Anyway, this sets up a thing where Claudia starts feeling racked with guilt — because maybe she was the one who pushed the music box into the fire, thus dooming her sister to a levitating coma forever. Even if this were true, Claudia shouldn't feel guilty — she didn't know the arbitrary rules of artifacts, and she was a little kid. But Claudia forces her comatose sister to relive the horror of killing her parents, so that Claudia can make sure it was Claire's fault, not hers, that the music box was destroyed. Because Claudia's self-esteem is more important than the last shreds of her sister's sanity. I guess.
In the end, Claudia vows to try and fix her sister where Artie failed — which means that either Claire is going to be fixed in the next few episodes, proving that Artie really didn't try that hard. Or Claudia's going to fail, I guess.

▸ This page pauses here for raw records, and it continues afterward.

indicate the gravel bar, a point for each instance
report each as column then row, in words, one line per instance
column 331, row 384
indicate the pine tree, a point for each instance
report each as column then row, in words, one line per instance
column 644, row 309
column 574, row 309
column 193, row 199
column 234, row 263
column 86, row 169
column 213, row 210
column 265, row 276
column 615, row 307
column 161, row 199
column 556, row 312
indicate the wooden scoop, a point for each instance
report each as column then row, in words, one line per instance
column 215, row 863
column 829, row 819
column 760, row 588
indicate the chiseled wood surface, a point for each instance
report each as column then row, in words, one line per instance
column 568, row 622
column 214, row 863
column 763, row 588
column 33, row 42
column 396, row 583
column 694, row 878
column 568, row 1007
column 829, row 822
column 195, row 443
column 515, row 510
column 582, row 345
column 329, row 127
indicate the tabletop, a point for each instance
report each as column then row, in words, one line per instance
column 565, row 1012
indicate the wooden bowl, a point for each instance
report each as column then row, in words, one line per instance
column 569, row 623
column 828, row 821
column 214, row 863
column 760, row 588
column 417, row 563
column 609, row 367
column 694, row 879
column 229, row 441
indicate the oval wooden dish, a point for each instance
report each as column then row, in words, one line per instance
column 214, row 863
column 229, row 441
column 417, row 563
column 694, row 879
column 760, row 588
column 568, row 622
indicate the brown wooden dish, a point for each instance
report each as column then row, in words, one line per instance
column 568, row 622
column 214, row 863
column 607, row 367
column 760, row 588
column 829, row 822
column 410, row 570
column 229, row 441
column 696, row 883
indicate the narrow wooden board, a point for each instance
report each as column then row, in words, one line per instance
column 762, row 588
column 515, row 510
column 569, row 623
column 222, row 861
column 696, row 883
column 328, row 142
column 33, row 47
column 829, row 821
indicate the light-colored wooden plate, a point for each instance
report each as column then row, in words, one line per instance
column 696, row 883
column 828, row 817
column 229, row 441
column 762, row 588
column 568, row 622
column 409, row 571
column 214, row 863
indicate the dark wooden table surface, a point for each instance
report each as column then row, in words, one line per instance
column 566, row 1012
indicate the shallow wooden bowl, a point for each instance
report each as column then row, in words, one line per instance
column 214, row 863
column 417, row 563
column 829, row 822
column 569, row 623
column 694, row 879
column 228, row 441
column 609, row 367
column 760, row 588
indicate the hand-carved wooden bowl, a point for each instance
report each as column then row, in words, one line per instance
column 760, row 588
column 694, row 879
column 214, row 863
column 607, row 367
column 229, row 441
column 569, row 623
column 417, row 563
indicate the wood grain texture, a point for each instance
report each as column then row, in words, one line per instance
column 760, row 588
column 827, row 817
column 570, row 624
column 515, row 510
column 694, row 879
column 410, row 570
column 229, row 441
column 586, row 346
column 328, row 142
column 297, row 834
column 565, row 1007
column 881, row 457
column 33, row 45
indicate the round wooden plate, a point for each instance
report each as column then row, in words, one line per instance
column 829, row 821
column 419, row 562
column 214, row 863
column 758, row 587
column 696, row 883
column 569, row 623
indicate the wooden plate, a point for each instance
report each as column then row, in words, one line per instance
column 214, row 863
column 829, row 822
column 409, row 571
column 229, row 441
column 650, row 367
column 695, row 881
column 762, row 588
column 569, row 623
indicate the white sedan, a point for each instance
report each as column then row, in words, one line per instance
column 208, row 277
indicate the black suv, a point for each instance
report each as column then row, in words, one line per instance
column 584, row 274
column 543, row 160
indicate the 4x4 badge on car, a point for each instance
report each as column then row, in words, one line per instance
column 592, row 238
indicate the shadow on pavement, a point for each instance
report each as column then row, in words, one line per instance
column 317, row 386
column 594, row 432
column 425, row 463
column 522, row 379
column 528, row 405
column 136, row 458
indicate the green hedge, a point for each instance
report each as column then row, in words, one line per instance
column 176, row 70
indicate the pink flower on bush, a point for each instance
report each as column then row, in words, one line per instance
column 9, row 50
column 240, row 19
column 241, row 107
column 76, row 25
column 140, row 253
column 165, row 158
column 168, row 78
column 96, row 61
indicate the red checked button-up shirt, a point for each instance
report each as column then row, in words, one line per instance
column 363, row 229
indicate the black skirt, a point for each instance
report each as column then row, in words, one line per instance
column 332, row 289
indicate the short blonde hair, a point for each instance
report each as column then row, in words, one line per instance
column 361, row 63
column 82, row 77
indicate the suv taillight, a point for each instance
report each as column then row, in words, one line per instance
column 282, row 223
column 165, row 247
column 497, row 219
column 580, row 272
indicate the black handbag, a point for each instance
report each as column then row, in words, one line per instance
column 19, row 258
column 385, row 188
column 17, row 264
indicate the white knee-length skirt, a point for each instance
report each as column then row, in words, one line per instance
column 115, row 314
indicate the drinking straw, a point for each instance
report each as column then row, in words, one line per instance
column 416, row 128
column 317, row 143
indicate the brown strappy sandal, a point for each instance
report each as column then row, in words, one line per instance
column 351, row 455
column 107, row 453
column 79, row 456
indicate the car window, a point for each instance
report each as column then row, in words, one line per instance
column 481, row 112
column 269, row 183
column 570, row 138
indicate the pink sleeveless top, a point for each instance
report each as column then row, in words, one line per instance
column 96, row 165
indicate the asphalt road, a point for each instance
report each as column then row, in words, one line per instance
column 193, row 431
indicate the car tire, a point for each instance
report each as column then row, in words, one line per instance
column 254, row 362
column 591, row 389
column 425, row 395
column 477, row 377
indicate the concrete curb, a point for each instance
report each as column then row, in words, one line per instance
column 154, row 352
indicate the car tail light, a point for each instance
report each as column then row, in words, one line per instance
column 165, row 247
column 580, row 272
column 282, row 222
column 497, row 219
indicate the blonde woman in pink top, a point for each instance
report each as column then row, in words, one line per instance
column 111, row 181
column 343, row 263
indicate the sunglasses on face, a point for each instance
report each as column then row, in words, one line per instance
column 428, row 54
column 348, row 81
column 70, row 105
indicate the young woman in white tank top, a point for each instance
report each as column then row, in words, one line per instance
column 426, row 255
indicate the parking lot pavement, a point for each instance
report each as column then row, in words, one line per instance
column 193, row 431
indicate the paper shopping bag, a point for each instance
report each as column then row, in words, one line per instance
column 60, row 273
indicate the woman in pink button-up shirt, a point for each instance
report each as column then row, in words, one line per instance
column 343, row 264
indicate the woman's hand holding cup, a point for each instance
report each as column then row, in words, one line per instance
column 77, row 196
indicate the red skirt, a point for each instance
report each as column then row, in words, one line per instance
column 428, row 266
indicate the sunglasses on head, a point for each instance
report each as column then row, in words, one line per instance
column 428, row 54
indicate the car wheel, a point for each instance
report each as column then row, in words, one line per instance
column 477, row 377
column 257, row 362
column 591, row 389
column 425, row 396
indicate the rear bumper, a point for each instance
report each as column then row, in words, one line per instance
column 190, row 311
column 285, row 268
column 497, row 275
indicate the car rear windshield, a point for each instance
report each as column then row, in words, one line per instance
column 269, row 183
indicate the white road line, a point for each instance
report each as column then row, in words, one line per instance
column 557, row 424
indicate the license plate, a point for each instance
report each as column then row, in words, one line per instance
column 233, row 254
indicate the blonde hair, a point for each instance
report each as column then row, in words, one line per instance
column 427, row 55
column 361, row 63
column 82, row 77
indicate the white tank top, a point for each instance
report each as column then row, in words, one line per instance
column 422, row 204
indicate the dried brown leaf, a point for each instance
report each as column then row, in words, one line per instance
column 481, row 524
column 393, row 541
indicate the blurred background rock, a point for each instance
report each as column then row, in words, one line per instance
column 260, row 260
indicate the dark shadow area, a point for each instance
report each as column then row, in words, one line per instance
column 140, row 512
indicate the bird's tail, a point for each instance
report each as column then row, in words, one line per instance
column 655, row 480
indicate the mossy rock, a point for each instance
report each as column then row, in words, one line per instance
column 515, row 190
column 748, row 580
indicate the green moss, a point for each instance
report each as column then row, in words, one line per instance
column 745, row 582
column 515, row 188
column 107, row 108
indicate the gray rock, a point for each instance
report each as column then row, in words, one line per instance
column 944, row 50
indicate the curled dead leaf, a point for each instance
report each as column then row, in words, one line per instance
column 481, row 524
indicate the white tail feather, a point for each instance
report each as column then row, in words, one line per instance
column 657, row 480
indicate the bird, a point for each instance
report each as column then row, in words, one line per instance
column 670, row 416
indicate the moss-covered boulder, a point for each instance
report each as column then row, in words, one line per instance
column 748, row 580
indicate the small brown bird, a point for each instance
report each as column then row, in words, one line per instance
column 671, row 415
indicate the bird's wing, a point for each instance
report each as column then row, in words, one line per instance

Oh, and where was Claudia's brother during all this? Did we miss an explanation for why he wasn't there?
Also, during the flashbacks to the music-box stuff, we learn that Claudia was always special and always had an amazing talent for spotting artifacts and recognizing evil. Which bugged me, for reasons that it's hard to articulate — I guess just the notion of the "chosen one," or the character who is marked for something from childhood, is so overused in genre entertainment.
So all in all, this episode... perplexed me. I just don't know where any of this is going, and I don't quite recognize the characters we've been following for four years on this show. It feels as though a lot of stuff is being reinvented on the fly, to set things up for a big ending. I guess we only have a few weeks before we find out exactly how that plays out. So... fingers crossed?